On peut s’étonner d’abord que la discussion d’un pareil acte ait été si long-temps différée : retarder la discussion des ordonnances de douanes, c’est annuler le contrôle des chambres ; mais passons là-dessus. Considérons le traité en lui-même. Qu’a dû vouloir le gouvernement ? Deux choses : d’un côté, rendre à la Belgique, sur le marché français, la part que lui avaient enlevée la concurrence de l’Angleterre et l’ordonnance du 26 juin ; de l’autre côté, ouvrir pour la France, sur le marché belge, des débouchés d’une importance à peu près égale à ceux de la Belgique sur le marché français. Or, qu’est-il arrivé ? D’une part, les importations des fils belges ont triplé depuis trois ans, et leur concurrence aujourd’hui a remplacé chez nous la concurrence anglaise ; d’autre part, nos exportations de soieries, de vins, de fils, sont restées stationnaires. Tous les avantages commerciaux, dans le traité du 16 juillet, appartiennent donc à la Belgique. Ce n’est pas tout. À peine le traité de 1842 ratifié, que fait la Belgique ? Elle admet aux mêmes droits que les nôtres les vins et les soieries de l’Allemagne ; plus tard, en 1843, lorsqu’elle augmente ses tarifs sur les tissus de laine, elle n’excepte pas la France ; enfin elle conclut son traité de septembre 1844 avec le Zollverein. Tels sont les procédés de la Belgique envers nous, et telle est la latitude que lui a laissée l’imprévoyante diplomatie de notre gouvernement. Sans doute, la Belgique a droit à tous les ménagemens de la France : son existence est une conquête de notre révolution de 1830, et nous devons faire tous nos efforts pour conserver cette belle conquête, au prix même de quelques sacrifices ; mais pouvons-nous donner à la Belgique des avantages sans mesure, lui livrer une des principales branches de notre industrie, et n’attendre d’elle, en retour, que les témoignages de son ingratitude ? Est-ce un bon moyen de cimenter l’union des deux peuples que de créer entre leurs intérêts commerciaux des inégalités choquantes, source de jalousie et de discorde ? Dans la louable intention de resserrer les liens qui unissent les deux gouvernemens, fallait-il imaginer une situation dont les conséquences naturelles devaient être que tôt ou tard la Belgique nuirait à la France, et la France aurait à se plaindre de son alliée ?

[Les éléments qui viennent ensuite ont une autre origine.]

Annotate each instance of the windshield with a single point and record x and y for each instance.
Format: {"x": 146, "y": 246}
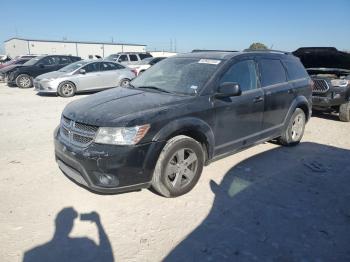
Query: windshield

Un traité si imprudent, si impolitique, devait nécessairement rencontrer une vive opposition dans la chambre. La commission s’était déjà prononcée ; elle avait exprimé l’espoir que la convention du 16 juillet ne serait pas renouvelée. La chambre est allée plus loin. Un amendement de M. Lestiboudois. a proposé d’enjoindre au ministère de dénoncer le traité dans les délais voulus, afin qu’il fût supprimé le 16 juillet 1846. Qu’a fait le ministère devant cet amendement ?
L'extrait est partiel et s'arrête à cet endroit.